第十七話
無事に音が出なかった原因を突き止めた俺たちは、ここまでの操作を何度が反復し、間違いがないことを確認して手順のメモを取った。
やるべきことを一通り終えたので、俺は日暮と連れ立って女性陣の様子をうかがいに行くことに決めた。
「どんな練習してんだろうな、あいつら」
後頭部で両手を組みながら、少し面白がるようにつぶやく日暮。
「音海の作った練習計画を見る限りだが、相当スパルタみたいだ」
「おいおい、四条が耐えられるのかよそれ……バスケのドリブルが五回と続かない奴だぞ」
たまの機会に身体を動かす四条の姿を目にすることはある。しかし、お世辞にも運動が得意なタイプとは言えなかった。
あまりいいイメージを浮かべられないままに、俺たちは人気のない校舎の階段を昇っていく。
体育館シューズの立てるキュッキュッという音が、一定の感覚で響いた。そのペースに呼応するように、なんだかいかにもしんどそうな呼吸の音が聞こえる。
「はぁ、はぁ……あ、あと4往復……っ」
どうやら四条は、東西にまっすぐ伸びる廊下をひたすらに走らされているらしい。
体操服はすでにぴたりと肌に張り付き、顔全体がほだされたように赤く染まっていた。
たゆん、たゆん、とリズムよく揺れる胸元は、傍から見てもかなりの枷に思える。
「頑張れよ四条ー。ペースが亀レベルになってんぞー」
ニヤニヤと野次を飛ばす日暮に気づき、
「……や、やかましかばい……んッ、ふぅッ……!」
まともに反応する余裕さえない。こちらをちらりと見ただけで、また歯を食いしばる。
コンパクトにまとめられた後ろ髪がふぁさふぁさと揺れるのを、俺と日暮は漫然と眺めた。
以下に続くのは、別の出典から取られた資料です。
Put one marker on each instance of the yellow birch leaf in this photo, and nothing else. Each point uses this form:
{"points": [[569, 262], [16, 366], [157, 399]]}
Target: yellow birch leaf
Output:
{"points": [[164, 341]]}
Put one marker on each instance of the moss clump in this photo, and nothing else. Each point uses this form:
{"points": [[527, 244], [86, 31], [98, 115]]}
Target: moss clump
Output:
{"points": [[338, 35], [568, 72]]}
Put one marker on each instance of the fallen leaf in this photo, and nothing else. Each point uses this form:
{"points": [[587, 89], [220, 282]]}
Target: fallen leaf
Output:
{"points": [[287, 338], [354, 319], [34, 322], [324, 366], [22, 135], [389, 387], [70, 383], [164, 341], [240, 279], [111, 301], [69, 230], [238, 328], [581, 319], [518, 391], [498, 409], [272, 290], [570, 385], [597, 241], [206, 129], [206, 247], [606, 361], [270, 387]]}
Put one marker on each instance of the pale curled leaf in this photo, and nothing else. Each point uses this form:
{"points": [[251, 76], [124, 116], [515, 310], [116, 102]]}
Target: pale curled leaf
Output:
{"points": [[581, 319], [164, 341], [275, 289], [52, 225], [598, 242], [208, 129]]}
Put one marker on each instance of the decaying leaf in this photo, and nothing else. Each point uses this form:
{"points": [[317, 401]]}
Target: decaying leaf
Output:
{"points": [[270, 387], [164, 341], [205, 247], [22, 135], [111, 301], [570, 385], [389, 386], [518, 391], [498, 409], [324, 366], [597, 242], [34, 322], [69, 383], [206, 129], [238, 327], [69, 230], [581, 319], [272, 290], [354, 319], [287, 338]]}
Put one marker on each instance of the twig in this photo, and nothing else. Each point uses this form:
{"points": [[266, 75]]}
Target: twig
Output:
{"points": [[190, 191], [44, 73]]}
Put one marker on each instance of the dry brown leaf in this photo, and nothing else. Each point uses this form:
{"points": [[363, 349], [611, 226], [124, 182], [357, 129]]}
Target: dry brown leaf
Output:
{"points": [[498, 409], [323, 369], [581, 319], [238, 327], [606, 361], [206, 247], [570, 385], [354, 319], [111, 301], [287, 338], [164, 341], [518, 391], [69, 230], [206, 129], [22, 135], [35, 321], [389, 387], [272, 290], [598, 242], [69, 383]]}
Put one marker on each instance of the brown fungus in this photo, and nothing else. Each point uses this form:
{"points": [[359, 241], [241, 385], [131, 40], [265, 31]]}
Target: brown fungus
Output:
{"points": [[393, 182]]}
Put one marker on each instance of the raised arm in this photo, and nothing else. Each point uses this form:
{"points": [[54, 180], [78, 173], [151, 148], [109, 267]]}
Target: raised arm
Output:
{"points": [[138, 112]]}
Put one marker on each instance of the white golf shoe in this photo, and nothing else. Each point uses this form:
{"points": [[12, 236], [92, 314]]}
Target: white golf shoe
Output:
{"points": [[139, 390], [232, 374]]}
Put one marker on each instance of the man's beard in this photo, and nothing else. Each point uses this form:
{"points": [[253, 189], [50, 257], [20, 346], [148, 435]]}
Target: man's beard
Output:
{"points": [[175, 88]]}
「あと二往復ですよ! さあ、これが終わればのぞむくんタイムですっ!」
「っ……、ラ、ラスト二つ、が、頑張るけんねっ……のぞむクン――!」
長い廊下の末端に立つ音海が、よく分からない発破のかけ方をしていた。
ただ効果は抜群らしく、散漫になりがちだった四条の走りがすぐに立て直される。
「なんじゃありゃ」
呆れた目を向けながら、日暮はぼそりと言った。
「お前でいうところの10連ガチャタイムみたいなもんだろ」
「……なるほど、そりゃ気合も入るってもんだ。理解したぜ」
そこですぐに合点するお前の感覚は理解できないけどな。
「さあ、ラストの直線です! ここまで来ればゴールですよ!」
小さい身体ながら精いっぱい手を振る音海めがけて、四条は力の限り駆けていったのだった。